Facebook users are spending 27 percent of their time on their Newsfeeds, and only 10 percent on applications, a new study by ComScore reports. Other activities like viewing photos (17 percent) and other people’s profiles (21 percent) accounted for significant amounts of time as well. With over 160 million members in the United States, these figures reveal interesting trends about roughly half the country’s population.
The implications have a double edge. Facebook certainly knows where and how to target their users for offers and advertisements. However the Newsfeed, or Friend Feed, is a sacred place. To have corporate messages mixed in with friend’s pictures and updates from a favorite baseball team will probably not sit well with the average user.
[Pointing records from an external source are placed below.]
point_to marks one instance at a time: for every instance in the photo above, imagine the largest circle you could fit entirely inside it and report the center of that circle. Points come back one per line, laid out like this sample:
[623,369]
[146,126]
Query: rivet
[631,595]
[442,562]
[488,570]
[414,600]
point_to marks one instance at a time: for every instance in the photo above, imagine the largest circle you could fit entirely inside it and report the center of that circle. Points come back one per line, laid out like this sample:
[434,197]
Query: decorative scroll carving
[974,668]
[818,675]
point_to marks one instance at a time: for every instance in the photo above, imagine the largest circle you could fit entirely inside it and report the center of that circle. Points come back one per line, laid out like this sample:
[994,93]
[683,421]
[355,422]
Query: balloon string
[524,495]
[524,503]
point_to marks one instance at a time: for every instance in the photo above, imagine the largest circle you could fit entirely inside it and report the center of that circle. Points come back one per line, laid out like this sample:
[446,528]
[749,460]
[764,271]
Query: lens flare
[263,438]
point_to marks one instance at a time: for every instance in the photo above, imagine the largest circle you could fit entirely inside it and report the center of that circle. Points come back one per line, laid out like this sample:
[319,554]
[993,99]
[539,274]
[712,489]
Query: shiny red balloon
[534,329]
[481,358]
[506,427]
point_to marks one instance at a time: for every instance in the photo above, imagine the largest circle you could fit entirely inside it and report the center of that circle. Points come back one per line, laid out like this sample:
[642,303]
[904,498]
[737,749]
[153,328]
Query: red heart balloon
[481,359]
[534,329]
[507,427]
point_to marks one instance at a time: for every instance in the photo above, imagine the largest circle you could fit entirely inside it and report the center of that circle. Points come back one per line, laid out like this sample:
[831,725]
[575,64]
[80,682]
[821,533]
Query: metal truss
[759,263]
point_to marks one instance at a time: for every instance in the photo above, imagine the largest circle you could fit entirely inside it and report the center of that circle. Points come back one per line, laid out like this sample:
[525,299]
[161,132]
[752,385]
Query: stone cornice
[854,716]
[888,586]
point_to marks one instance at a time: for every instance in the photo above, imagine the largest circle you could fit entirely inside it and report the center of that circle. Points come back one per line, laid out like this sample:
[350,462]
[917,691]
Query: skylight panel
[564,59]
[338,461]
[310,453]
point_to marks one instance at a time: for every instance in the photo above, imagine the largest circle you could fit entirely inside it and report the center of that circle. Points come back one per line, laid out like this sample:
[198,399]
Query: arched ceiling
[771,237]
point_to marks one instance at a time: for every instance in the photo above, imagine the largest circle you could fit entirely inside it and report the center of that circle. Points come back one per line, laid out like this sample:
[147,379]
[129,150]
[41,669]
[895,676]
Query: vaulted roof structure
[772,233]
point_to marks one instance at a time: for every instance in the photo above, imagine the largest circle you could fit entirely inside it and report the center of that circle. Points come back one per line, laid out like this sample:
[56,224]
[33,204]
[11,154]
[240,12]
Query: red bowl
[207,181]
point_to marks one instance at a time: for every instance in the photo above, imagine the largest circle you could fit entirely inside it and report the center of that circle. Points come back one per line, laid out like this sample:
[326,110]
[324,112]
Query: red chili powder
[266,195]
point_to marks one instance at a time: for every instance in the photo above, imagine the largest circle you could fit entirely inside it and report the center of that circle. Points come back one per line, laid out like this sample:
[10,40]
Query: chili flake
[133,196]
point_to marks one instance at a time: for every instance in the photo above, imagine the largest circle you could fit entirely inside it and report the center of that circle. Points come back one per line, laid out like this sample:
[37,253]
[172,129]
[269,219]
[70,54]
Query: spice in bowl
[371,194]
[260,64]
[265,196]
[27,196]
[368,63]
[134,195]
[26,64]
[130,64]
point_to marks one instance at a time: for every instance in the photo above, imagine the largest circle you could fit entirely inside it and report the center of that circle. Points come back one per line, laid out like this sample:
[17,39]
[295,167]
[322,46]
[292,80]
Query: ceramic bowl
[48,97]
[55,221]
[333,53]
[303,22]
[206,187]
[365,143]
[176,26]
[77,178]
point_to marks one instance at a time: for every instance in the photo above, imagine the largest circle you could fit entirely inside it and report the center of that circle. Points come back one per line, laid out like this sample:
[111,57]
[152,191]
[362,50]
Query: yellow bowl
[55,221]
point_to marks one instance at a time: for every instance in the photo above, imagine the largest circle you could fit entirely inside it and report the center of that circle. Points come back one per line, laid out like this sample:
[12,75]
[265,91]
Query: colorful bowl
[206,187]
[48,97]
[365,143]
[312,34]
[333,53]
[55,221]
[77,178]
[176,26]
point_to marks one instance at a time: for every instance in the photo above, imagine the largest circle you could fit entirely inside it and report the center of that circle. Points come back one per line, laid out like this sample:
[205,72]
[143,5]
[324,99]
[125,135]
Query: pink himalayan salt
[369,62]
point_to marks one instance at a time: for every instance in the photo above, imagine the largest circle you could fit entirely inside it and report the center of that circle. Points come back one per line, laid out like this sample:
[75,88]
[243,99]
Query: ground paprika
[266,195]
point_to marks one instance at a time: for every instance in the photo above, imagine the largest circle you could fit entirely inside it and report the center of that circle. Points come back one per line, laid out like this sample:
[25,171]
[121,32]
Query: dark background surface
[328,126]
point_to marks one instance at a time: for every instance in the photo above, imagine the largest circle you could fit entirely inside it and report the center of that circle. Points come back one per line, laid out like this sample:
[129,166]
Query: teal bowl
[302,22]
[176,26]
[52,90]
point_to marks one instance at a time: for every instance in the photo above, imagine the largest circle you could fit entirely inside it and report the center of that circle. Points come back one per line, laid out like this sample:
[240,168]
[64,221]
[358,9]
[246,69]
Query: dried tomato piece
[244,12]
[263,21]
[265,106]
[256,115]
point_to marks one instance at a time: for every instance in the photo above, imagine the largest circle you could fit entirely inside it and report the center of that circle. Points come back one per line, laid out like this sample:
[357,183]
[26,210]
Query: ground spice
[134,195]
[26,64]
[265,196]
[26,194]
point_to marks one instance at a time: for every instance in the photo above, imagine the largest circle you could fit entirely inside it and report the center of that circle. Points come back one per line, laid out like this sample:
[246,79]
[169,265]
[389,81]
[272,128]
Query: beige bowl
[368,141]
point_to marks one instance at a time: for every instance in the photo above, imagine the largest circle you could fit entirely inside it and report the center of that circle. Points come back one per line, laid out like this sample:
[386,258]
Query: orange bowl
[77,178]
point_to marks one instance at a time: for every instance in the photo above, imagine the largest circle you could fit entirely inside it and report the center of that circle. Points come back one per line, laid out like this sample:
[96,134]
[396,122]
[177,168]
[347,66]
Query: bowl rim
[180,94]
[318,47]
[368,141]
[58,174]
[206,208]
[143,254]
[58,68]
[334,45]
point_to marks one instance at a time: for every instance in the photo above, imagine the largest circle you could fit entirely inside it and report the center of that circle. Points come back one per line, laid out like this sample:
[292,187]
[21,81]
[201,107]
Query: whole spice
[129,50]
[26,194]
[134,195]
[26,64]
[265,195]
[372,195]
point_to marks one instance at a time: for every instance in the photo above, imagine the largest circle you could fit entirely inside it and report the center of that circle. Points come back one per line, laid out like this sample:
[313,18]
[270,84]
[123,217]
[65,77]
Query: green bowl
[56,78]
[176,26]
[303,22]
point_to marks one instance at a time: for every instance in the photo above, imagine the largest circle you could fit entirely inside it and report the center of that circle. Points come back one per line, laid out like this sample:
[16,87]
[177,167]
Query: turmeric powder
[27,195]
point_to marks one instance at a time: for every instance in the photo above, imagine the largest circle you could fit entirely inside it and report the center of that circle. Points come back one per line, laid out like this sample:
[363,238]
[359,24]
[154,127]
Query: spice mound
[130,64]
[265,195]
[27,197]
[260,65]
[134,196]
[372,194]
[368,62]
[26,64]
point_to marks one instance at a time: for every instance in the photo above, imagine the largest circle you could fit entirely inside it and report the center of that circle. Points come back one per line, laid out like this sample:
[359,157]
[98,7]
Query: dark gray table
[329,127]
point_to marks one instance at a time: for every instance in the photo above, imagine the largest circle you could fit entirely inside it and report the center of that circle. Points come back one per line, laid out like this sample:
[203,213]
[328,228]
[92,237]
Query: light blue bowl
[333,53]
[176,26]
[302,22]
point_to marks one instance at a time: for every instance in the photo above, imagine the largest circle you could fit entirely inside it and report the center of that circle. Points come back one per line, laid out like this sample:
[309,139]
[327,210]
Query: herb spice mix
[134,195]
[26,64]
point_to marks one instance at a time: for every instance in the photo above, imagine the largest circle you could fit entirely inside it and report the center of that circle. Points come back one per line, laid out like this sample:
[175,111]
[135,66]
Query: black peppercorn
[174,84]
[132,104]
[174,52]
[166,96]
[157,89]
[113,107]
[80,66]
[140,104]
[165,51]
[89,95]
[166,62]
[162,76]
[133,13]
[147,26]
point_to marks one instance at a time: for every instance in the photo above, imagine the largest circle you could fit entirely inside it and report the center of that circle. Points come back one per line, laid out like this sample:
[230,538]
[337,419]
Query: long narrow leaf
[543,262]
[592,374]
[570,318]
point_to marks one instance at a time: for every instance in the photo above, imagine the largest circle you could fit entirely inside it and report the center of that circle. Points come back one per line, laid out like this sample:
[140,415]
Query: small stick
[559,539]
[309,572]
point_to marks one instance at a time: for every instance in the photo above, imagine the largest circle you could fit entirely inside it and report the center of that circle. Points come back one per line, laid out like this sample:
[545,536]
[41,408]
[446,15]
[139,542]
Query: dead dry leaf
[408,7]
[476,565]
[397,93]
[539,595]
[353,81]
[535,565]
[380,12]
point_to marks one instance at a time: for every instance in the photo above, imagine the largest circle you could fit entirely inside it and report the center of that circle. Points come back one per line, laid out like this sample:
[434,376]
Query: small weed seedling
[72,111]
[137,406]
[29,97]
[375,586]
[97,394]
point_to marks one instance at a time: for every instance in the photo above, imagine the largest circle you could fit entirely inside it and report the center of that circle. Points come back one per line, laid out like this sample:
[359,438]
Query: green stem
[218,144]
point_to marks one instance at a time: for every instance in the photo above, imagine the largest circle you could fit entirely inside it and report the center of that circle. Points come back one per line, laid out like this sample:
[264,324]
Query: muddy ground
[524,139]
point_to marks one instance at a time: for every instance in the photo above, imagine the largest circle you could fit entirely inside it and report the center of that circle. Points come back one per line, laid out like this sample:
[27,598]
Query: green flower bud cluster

Also, these findings reinforce some of the skepticism around the massive valuations and investments Facebook has received: Most people simply use the site to check on their friends. That’s it. Though time spent on Facebook accounts for 90 percent of all time spent on social networks, the notion that Facebook games, pages and applications would become a “new” Internet starts to seem unfounded.
Granted, members who play Facebook games are a very dedicated user base. Zynga, the site’s biggest provider of games, disclosed that one percent of its users are responsible for 25 to 50 percent of revenue — calling them “whales,” a la casino lingo.
But that is still a fragile customer base to lean on. If only 10 percent of the general population’s time is spent on games and only one percent of that accounts for significant revenue, it’s probably time to figure out newer ways to monetize your users — even if it means tampering creatively with the Newsfeed.